Luke: In the anthology, you rejected a chronological approach, rather choosing to divide the book into different themes. What led you to take this and how did you select the themes? 

Jay Rubin

Jay Rubin

Jay: Early on, while I was still assuming the stories would be listed chronologically, I thought I’d like to end the collection with literary reflections of the Fukushima disaster of 2011, but when I started thinking about an actual historical disaster, it occurred to me to combine those stories with other disaster stories of the modern era, and once “Disasters, Natural and Man-Made” came together, it seemed natural to group the stories by theme or mood—put all the funny ones together, and all the stories of male-female (or female-female) relationships, etc.

Luke: Are there any other anthologies of Japanese short fiction that you could recommend to readers who want more (e.g me)?

Jay: See “Further Reading” on pp. xxxix-xliv.  That should satisfy anybody.

Luke: I’m in the process of putting together an anthology of my own, though much more limited in scale that yours.
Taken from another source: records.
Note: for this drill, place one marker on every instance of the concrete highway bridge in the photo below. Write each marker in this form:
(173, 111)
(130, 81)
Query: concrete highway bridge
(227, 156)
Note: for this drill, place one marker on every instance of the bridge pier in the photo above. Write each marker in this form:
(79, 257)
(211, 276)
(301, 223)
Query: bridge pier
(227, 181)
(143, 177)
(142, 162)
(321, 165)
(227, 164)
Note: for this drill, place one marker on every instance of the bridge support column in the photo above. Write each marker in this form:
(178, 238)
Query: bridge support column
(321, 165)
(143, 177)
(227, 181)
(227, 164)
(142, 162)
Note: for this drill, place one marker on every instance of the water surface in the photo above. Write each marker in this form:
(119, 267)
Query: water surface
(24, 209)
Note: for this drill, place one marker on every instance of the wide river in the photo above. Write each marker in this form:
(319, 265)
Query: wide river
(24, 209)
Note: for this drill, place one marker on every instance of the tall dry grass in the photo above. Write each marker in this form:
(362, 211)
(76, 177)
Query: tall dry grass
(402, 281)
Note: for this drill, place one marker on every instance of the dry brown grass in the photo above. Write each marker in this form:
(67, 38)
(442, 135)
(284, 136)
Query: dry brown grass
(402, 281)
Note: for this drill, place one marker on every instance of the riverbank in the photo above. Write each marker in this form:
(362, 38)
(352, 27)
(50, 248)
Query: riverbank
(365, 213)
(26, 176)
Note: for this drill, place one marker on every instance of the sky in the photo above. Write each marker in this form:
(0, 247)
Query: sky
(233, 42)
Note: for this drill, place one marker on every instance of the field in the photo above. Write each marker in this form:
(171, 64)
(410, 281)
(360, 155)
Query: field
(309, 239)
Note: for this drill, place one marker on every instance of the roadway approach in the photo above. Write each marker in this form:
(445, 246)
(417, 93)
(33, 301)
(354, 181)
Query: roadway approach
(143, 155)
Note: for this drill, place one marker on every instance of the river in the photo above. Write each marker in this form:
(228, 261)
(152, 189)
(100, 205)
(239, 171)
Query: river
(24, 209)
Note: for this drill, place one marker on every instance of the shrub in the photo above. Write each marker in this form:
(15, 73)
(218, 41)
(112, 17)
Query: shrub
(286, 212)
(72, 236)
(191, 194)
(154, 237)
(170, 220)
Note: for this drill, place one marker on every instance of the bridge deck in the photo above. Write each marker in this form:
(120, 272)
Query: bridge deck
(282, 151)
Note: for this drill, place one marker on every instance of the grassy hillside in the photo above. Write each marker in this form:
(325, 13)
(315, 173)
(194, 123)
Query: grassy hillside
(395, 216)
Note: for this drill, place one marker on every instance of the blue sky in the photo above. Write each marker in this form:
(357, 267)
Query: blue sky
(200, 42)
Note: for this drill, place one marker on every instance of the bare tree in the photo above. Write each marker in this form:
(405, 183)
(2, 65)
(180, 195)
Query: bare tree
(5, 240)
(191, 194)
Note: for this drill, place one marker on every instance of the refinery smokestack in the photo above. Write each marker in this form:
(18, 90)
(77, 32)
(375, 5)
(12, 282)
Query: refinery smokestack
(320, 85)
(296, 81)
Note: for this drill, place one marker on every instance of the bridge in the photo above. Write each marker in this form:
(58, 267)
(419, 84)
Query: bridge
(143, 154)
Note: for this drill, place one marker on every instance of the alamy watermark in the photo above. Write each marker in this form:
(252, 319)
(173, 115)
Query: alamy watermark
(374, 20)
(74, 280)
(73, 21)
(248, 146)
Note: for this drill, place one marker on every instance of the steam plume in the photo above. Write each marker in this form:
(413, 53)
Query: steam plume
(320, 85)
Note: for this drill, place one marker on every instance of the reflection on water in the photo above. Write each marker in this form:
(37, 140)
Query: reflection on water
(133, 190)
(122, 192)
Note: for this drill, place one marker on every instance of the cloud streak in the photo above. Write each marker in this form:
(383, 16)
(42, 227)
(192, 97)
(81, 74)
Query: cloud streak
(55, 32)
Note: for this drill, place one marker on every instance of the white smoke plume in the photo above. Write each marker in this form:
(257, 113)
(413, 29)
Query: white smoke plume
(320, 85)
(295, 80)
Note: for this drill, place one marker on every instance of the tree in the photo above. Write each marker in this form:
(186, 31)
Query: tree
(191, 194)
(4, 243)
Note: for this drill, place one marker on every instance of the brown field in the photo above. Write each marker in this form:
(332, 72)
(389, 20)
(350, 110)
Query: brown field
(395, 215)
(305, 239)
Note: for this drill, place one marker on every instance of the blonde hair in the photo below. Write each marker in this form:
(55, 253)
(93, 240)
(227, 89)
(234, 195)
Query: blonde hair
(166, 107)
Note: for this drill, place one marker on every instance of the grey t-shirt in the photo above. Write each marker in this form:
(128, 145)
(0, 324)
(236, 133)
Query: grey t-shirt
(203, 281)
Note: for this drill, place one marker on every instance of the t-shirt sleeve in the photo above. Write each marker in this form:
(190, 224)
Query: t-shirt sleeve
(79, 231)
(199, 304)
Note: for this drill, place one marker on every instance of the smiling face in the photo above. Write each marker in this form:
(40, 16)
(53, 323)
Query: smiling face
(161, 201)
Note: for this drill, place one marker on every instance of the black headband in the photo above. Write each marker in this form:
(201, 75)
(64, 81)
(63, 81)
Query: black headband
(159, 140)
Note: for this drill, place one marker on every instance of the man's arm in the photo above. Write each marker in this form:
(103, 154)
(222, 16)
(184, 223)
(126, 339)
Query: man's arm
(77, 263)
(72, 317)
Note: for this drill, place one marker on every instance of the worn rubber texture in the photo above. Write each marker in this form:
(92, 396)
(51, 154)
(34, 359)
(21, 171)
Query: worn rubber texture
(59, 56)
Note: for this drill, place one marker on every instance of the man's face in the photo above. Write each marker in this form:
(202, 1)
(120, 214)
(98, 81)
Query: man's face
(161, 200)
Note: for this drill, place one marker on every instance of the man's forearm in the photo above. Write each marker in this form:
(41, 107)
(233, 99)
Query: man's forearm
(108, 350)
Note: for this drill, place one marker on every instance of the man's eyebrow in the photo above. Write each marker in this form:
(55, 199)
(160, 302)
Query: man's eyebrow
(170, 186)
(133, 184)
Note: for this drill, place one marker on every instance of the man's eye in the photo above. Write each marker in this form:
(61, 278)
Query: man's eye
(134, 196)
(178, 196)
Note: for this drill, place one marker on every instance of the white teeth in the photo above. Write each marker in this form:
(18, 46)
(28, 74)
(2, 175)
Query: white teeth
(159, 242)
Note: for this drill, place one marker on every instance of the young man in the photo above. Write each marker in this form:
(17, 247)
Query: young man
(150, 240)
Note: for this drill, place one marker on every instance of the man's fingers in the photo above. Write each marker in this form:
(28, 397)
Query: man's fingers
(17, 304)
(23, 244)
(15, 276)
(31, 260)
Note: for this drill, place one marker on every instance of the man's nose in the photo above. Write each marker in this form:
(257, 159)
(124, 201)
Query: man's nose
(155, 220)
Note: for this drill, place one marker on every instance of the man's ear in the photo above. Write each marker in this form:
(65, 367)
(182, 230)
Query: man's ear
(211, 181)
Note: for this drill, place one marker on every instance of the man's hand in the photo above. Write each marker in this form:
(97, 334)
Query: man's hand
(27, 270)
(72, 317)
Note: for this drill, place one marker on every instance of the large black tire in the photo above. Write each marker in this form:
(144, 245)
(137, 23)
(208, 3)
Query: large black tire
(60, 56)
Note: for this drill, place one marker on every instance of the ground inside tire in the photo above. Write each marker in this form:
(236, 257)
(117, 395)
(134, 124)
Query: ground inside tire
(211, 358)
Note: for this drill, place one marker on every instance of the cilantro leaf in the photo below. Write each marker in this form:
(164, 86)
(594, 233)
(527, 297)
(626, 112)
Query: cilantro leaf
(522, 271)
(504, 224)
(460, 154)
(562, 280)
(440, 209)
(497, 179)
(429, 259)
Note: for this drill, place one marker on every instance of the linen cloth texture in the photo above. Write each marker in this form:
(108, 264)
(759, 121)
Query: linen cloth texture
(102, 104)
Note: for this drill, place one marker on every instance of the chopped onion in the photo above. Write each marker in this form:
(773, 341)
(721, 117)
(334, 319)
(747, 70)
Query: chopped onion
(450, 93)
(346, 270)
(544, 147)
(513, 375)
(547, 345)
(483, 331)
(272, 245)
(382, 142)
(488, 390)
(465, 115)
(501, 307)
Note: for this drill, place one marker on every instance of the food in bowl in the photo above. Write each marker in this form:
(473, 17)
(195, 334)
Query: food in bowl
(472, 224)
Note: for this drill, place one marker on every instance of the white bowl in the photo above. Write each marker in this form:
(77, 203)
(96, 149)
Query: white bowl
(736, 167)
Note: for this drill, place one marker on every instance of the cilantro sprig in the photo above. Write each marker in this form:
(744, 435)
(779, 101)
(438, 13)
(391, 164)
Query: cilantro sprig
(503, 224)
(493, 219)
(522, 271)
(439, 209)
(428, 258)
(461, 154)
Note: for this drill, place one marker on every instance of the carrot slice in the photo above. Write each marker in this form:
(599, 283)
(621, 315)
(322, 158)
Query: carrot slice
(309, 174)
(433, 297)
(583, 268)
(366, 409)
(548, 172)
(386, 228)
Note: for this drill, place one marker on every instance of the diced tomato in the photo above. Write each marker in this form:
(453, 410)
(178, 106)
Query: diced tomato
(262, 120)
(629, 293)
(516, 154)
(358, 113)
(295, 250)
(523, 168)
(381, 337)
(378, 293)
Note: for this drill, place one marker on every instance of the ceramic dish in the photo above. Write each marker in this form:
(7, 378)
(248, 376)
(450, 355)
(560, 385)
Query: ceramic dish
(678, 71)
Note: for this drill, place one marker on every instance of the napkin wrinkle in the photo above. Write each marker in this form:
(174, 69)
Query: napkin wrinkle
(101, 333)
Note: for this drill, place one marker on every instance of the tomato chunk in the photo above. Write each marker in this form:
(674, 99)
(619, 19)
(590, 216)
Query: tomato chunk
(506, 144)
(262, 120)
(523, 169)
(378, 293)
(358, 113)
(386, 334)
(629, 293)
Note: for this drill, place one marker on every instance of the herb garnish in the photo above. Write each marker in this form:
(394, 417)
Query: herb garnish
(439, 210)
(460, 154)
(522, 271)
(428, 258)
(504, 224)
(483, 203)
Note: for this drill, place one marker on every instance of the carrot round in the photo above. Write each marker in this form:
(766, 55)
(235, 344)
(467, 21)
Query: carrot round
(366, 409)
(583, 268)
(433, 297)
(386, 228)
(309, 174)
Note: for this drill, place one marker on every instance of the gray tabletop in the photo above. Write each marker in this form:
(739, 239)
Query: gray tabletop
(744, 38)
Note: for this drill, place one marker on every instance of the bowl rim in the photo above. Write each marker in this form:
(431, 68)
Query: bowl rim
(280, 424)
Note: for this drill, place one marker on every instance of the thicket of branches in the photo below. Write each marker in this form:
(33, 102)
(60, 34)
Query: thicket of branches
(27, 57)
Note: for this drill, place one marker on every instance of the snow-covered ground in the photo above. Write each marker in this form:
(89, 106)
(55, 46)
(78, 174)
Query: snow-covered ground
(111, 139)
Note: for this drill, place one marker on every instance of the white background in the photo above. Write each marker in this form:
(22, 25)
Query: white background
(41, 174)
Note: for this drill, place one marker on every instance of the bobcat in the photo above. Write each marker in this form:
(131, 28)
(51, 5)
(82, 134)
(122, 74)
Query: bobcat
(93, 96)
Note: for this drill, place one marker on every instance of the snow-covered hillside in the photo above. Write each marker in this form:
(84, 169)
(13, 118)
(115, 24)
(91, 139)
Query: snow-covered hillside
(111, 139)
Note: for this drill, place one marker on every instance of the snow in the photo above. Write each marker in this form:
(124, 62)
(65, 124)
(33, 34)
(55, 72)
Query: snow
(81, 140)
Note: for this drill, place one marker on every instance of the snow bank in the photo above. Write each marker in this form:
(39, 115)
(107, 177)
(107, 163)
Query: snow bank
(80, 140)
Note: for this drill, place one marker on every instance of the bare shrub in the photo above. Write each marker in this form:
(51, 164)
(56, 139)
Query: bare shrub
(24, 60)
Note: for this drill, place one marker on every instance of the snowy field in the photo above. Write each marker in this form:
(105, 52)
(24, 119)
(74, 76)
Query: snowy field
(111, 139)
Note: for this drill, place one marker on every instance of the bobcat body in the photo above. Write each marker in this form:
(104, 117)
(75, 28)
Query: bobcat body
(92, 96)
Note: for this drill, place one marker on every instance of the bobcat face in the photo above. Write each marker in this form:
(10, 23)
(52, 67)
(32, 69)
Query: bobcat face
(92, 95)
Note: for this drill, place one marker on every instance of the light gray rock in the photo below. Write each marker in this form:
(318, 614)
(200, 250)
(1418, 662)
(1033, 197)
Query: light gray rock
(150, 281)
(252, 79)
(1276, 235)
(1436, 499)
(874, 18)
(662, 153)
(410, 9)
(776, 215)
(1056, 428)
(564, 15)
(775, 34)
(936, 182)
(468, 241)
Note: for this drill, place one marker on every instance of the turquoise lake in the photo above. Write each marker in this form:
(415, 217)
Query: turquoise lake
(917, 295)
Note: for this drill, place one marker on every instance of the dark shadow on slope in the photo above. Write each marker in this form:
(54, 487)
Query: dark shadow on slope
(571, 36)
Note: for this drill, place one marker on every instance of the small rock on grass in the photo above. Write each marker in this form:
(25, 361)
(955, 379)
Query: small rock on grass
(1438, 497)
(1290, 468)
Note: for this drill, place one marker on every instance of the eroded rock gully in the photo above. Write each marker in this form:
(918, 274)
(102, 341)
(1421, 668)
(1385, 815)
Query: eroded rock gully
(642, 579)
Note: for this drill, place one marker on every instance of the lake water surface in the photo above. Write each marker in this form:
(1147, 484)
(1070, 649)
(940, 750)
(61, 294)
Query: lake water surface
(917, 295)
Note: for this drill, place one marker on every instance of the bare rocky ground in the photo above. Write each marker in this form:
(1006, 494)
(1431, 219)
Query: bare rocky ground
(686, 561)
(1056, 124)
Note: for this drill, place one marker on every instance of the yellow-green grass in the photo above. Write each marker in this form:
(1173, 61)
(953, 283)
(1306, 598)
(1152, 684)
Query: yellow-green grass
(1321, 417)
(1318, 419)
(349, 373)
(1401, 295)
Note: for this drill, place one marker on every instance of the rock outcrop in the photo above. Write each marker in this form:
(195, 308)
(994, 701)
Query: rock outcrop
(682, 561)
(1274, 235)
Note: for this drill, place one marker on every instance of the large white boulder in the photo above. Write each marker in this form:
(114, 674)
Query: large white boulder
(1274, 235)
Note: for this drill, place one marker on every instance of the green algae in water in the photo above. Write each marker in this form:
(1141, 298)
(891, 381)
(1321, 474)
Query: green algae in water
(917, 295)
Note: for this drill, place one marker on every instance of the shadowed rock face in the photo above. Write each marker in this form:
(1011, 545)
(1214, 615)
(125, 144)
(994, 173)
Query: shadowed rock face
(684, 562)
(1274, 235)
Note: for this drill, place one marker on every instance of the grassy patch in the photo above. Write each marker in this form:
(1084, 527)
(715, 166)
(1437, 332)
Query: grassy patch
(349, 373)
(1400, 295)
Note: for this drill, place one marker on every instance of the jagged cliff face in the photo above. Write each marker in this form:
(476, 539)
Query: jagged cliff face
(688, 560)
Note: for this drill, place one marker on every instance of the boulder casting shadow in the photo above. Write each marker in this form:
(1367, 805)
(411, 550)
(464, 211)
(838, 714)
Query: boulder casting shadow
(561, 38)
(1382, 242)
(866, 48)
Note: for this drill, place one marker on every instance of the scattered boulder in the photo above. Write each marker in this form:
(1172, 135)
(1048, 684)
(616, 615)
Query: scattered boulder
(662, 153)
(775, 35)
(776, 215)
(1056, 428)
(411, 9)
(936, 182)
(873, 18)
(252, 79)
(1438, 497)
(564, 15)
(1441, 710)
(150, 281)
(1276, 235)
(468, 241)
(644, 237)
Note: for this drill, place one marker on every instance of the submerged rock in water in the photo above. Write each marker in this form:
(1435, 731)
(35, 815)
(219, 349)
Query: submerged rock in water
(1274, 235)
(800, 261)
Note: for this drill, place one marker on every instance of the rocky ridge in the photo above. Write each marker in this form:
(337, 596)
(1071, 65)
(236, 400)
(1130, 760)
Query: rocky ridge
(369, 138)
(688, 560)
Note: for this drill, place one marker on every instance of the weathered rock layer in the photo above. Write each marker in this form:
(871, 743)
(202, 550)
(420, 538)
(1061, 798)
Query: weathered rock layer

I have found the most difficult part was not in fact getting the copy editing and translations done it has been all the publishing side of things getting rights, etc. that I am struggling with. What part of the process did you find the most challenging? 

Jay: Following the advice of good friend Ted Goossen, editor of The Oxford Book of Japanese Short Stories, I accepted the project only after Penguin agreed to handle the busy work of rights and permissions and payments.  I did have to get involved in a few cases where they had trouble contacting Japanese authors or agencies, but another good friend, Motoyuki Shibata (renowned translator of American fiction and author of the story “London Circus”), came to the rescue there.  I had all the fun.

Luke: If you could give a piece of advice to people thinking to put together similar anthologies from different countries round the world, what would it be? 

Jay: Work with a supportive publisher like Penguin or stick exclusively with public domain works.

Luke: I like to finish my interviews with this question, what are you reading now?

Jay: The Ornament of the World: How Muslims, Jews, and Christians Created a Culture of Tolerance in Medieval Spain, by Maria Rosa Menocal.